Thursday, October 27, 2011

Experimenting with the limits between inside and outside


 

Forget Green Roof, go Glass roof! (just kidding...)
Experimenting with the limits between inside and outside is truly what makes me tick! Connectedness... among people, to the outside... aside from making you want to use an umbrella to access to the bathroom, this building makes you want to take a deep breath of fresh air, doesn't it?


Atelier Tenjinyama / Ikimono Architects

Source: http://www.archdaily.com/145462/atelier-tenjinyama-ikimono-architec 

With an earth floor and a glass roof this building, design by Takashi Fujino of Ikimono Architects, experiments with the limits between inside and outside. This is a reoccurring theme among many of Ikimono Architects’s projects. Tradeoffs are enviable in a building of this kind, such as having to use an umbrella to access to the bathroom when it is raining and the hassles that come with an earth floor. The payoffs come in the form of being able to grow plants inside through the floor, gaze at the clouds and stars, listen to the sound of the rain and smell the scent of spring flowers.

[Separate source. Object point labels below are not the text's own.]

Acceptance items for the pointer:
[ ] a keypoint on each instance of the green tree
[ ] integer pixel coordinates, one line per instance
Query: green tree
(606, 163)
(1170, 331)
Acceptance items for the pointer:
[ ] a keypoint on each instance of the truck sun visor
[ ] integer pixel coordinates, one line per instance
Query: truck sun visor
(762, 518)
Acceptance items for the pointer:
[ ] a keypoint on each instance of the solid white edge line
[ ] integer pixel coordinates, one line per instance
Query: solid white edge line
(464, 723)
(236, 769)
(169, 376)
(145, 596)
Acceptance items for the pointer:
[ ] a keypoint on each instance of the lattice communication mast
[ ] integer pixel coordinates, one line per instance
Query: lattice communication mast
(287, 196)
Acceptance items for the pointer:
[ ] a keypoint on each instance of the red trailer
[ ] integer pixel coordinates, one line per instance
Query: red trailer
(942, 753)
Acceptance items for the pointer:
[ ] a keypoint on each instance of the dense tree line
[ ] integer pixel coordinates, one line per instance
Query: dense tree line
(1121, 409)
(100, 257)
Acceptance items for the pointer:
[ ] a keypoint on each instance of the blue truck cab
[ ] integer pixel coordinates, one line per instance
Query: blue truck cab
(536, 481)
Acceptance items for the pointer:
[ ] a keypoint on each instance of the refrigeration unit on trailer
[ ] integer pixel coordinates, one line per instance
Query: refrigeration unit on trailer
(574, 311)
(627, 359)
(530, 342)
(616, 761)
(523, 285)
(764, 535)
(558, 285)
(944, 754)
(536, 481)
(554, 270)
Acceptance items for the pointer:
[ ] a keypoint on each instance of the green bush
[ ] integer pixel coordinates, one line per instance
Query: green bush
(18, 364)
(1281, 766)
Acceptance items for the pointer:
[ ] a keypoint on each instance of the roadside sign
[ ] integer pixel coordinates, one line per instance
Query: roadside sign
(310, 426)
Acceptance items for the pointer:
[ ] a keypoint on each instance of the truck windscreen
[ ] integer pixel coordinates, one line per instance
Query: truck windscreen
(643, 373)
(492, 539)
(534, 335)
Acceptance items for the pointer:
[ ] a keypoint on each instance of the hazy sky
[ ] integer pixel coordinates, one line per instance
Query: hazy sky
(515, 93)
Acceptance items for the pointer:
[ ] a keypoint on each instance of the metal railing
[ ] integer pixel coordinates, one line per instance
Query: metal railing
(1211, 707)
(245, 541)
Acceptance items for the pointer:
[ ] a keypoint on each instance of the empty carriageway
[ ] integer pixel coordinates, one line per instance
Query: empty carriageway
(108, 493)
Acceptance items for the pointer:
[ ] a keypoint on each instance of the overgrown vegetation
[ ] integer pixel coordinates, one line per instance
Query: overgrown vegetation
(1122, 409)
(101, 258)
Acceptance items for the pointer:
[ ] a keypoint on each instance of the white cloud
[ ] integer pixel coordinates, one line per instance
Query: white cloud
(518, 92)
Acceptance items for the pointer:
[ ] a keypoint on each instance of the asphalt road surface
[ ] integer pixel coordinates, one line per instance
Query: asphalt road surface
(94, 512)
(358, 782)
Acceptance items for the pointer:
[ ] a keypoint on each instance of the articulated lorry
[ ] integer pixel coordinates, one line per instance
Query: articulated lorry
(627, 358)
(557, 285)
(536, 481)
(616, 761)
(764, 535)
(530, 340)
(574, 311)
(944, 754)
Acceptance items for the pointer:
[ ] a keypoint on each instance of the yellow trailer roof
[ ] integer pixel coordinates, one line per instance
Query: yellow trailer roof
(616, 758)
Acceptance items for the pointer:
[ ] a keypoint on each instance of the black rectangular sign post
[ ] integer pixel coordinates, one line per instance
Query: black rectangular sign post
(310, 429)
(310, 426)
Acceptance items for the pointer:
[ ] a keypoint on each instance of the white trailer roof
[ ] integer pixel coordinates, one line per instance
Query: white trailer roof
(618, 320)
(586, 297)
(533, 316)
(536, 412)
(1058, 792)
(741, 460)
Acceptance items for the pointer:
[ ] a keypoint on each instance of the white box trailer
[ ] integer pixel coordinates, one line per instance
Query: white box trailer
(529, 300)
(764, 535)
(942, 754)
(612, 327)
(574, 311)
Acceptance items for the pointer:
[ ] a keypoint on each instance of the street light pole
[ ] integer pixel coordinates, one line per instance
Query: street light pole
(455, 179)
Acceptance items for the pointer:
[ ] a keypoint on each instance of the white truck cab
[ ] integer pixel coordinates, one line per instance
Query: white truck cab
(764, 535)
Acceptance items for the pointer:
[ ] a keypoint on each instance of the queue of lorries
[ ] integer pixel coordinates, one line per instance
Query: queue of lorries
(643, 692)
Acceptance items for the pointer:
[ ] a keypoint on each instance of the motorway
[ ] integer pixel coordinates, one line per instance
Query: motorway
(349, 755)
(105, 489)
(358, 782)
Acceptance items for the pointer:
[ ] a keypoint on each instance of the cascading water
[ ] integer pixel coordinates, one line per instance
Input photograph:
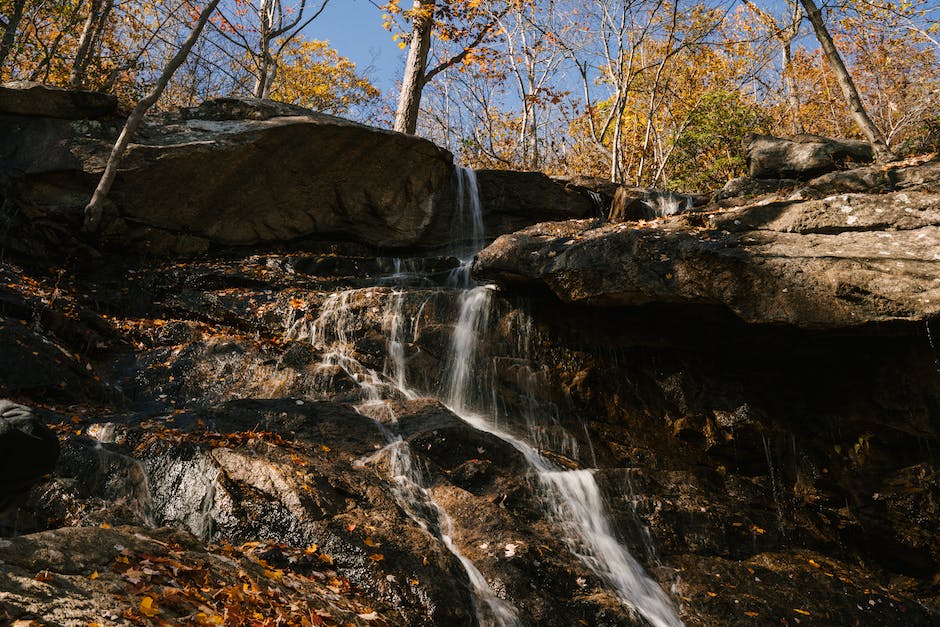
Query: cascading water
(572, 498)
(421, 507)
(469, 220)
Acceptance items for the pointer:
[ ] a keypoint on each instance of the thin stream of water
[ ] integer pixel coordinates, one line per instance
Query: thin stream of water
(572, 498)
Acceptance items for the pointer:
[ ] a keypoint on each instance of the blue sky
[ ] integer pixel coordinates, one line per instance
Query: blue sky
(354, 29)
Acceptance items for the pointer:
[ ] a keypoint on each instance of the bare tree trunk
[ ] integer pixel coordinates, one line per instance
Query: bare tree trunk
(864, 122)
(9, 32)
(95, 208)
(409, 99)
(79, 65)
(262, 88)
(789, 85)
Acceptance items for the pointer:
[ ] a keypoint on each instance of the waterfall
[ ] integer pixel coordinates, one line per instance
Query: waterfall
(469, 220)
(417, 501)
(571, 498)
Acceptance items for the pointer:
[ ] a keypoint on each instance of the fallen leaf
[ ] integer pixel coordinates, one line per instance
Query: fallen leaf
(147, 607)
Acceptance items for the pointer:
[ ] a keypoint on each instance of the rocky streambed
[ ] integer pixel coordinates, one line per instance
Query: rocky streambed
(723, 416)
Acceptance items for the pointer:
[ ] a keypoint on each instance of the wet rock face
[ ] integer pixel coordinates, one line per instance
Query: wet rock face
(239, 415)
(247, 171)
(35, 99)
(207, 178)
(842, 261)
(28, 450)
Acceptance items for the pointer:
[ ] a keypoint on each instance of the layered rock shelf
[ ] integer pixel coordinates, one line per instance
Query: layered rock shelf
(271, 392)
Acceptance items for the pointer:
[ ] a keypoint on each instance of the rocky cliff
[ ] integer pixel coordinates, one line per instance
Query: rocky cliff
(723, 416)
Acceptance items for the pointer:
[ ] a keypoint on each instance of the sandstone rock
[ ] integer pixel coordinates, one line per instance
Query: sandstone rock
(98, 567)
(802, 156)
(244, 181)
(840, 262)
(28, 450)
(876, 179)
(511, 200)
(36, 99)
(745, 186)
(634, 203)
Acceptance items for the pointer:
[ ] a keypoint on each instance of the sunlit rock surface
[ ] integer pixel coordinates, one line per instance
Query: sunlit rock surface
(327, 428)
(841, 261)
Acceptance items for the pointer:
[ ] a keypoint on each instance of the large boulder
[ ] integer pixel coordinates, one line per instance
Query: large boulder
(248, 171)
(842, 261)
(802, 156)
(35, 99)
(274, 175)
(514, 200)
(28, 450)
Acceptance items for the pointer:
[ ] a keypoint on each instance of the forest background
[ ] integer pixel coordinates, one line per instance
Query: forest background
(645, 92)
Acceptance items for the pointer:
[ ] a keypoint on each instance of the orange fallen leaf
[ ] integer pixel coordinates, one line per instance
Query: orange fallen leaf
(147, 607)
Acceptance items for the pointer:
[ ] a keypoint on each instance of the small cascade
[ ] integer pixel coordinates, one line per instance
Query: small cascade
(393, 323)
(572, 498)
(667, 203)
(474, 310)
(469, 220)
(417, 501)
(120, 477)
(600, 207)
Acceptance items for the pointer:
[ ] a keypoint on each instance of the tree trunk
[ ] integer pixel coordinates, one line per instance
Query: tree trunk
(409, 99)
(9, 33)
(80, 64)
(864, 122)
(95, 208)
(792, 93)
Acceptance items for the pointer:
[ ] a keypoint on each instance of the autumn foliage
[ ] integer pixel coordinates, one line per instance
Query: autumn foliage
(643, 92)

Architectural Design: Takashi Fujino / Ikimono Architects
Location: , Gunma Prefecture, Japan
General Contractors: Kenchikusha Shiki Inc.
Landscaping: Atsuo Ota / ACID NATURE 0220
Structural Engineer: Akira Suzuki / ASA
Roof: Safety glass shatterproof
Structure: Reinforced concrete
Use: Office + Residential
Exterior: Reinforced concrete
Project Area: 177.18 sqm (site), 61.93 sqm (building area), 61.93 sqm (floor area)
Design Year: 2007-2010
Project Year: 2010-2011
Photographs: Takashi Fujino / Ikimono Architects

1 comment:

  1. So Stefanie, I don't know this building, but I would agree that is interesting as sculpture. But where do we draw the line between architecture s object and architecture as a space that supports human lives? I am troubled when these are conflated and we think that because something is aesthetically appealing that is enough.